Cut Strategy - Ever a reason to... just cut?

Hi - curious if anyone could explain (or just say there is no reason…) if there is ever a situation where it makes sense to just cut an expensive player mid-year if you don’t intend on keeping them.

I have a $42 Giolito who given the rest of my roster is likely a victim of cuts in the offseason. I’m also not likely to compete for the title at the end of the year, so I’m actively shopping him to contenders who could use a rental. While I’m not expecting a ton, I’m also not getting much/any traction at the moment.

With this as just one example, my general question: is there ever a case where it makes sense to drop a player like this midseason to open up cap space, even if there is no immediate subsequent move that I intend on making? In other words, I would drop Giolito - he’ll either get claimed or not, but definitely reauctioned - and so I’ll be rid his $42 within a week. But then do nothing with that. Is there any point to this?

First year playing, so haven’t done this/seen this, and was curious if there were any thoughts.

The disadvantage is the potential that you cut Giolito, he clears waivers, and someone gets a really good price on Giolito such that he’s a great keeper for 2022 (since the bidding would start at $21).

On the other hand, a benefit to just cutting a high priced player is that it might induce someone to make cuts to afford him (either to grab him on waivers or win him in a free agent auction). In one of my leagues, when Trout got hurt, he got immediately cut by a team in contention. I suspects that their expectations was that they’d clear cap space and grab some nice keepers who got cut when the team that won Trout had to clear salary cap. It didn’t exactly work out (IIRC, he just wound up with $12 Plesac, as the others got claimed before they got to him).

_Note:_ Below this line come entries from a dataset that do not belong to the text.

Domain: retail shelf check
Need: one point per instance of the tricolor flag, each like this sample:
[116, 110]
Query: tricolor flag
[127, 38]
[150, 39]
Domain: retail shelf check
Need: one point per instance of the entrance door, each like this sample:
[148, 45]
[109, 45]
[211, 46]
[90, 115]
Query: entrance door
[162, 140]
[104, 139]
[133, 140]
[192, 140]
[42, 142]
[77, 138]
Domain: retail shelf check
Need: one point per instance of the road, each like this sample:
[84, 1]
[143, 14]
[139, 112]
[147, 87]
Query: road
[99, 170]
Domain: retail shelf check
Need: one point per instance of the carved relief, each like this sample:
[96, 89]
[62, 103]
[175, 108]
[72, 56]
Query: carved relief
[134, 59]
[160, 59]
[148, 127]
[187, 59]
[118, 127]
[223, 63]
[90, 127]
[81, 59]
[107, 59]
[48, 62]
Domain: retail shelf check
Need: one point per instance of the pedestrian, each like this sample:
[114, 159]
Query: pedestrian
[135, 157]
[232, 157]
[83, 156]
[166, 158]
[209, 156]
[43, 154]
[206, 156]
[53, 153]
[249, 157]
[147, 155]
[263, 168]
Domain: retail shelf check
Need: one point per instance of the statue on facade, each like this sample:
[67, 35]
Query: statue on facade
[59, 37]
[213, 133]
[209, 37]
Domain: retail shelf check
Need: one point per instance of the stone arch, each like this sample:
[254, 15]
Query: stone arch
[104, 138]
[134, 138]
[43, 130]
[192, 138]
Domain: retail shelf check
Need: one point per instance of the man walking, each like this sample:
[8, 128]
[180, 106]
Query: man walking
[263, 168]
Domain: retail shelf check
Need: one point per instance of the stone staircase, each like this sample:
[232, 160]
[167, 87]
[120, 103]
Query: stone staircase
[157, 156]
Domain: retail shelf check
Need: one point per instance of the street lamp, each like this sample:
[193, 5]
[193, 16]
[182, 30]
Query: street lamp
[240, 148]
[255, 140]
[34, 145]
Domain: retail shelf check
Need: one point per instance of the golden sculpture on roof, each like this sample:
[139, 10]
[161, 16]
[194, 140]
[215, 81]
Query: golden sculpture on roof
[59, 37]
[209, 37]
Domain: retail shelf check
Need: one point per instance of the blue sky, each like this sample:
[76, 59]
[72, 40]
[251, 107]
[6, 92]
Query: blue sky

But anyway, I would always weigh the best offer you can get for a player against the benefit of clearing the cap space and roster spot. Sometimes that’s the better course of action rather than giving up a loan to move an expensive guy. For example, I’ve got a $22 Greinke in a 5x5 league where I’m really deep in SP that I might wind up doing that with (I only acquired him because he was part of an offer that I really liked and just wanted to accept that offer). He’s definitely not a keeper at $22 and I could potentially put the cap and roster space to better use once the Rule IV guys sign. Worst case if I cut him, I free up $11 and get him back for $11 for 2022. But it’s much more likely that I’d get the full $22 shortly after cutting him.

You could always try to sell him with a give back loan, i.e. sell for 42 with a loan of ~8-12. That would at least create a better chance of seeing him at auction next year vs cutting him and somebody keeping him for 23.

If you have no immediate need for the $ or roster spot, it is probably most logical to hold the player until the trade deadline.

I will say that prior to cutting a player that surely will get claimed or reauctioned, I strongly believe that it should be made known you are shopping the player (and will otherwise cut him eventually) - either via the trade block or the message board. It’s infuriating being near the top of the standings and a team out of contention randomly drops a player that will help another competing team. It’s potentially a gift to the teams lower in the standings.

I realize you are asking from the perspective of the team doing the cutting - and to that, I would just say that cutting the player after the deadline should yield similar results to cutting them before (either they get claimed or reauctioned). Holding until then at least gives you the opportunity to trade with a team higher in the standings who is willing to part with some additional value.

Edit: After I posted, I realized holding said player also brings ‘tanking’ into consideration. If you do not plan to compete the current year, holding the would-be cut player out of your lineup (with the intention of cutting him later) could drop you in the standings and make your eventual waiver claims of other dropped players more valuable.

I’m going to go against the other opinions here. I think teams out of contention often trade away studs with big loans for too little of a return. If you aren’t getting any traction in a decent return for him, cutting him can make a lot of sense. However, you do need to pay attention to how much cap space other teams have. If someone is sitting there with $30 in empty cap space, then they could easily win him and you’d see no subsequent cuts. You want to try and cut him at a time when no team has a ton of cap space available. The other good option that was mentioned above is to trade him for a small return with no or minimal loan. Then he’s still overpriced and you have a shot at bidding on him whenever he gets cut (in-season or at the 2022 draft)


I would agree with walkerpilot here. A huge amount of cap room is often more valuable than trading a high-end player away for a few non-elite prospects. This allows you to scoop up future league cuts and aggressively take chances on potential breakout players as the year goes on and hopefully find a few breakout keepers. Plus, as alluded to, ideally you would do this if nobody in your league has a significant amount of cap space, and so the winner will have to make significant cuts of their own that you will be well positioned to jump on. It’s a bit of a gamble, but it can often be the preferable move (I cut a $50 Yelich earlier in the year for example).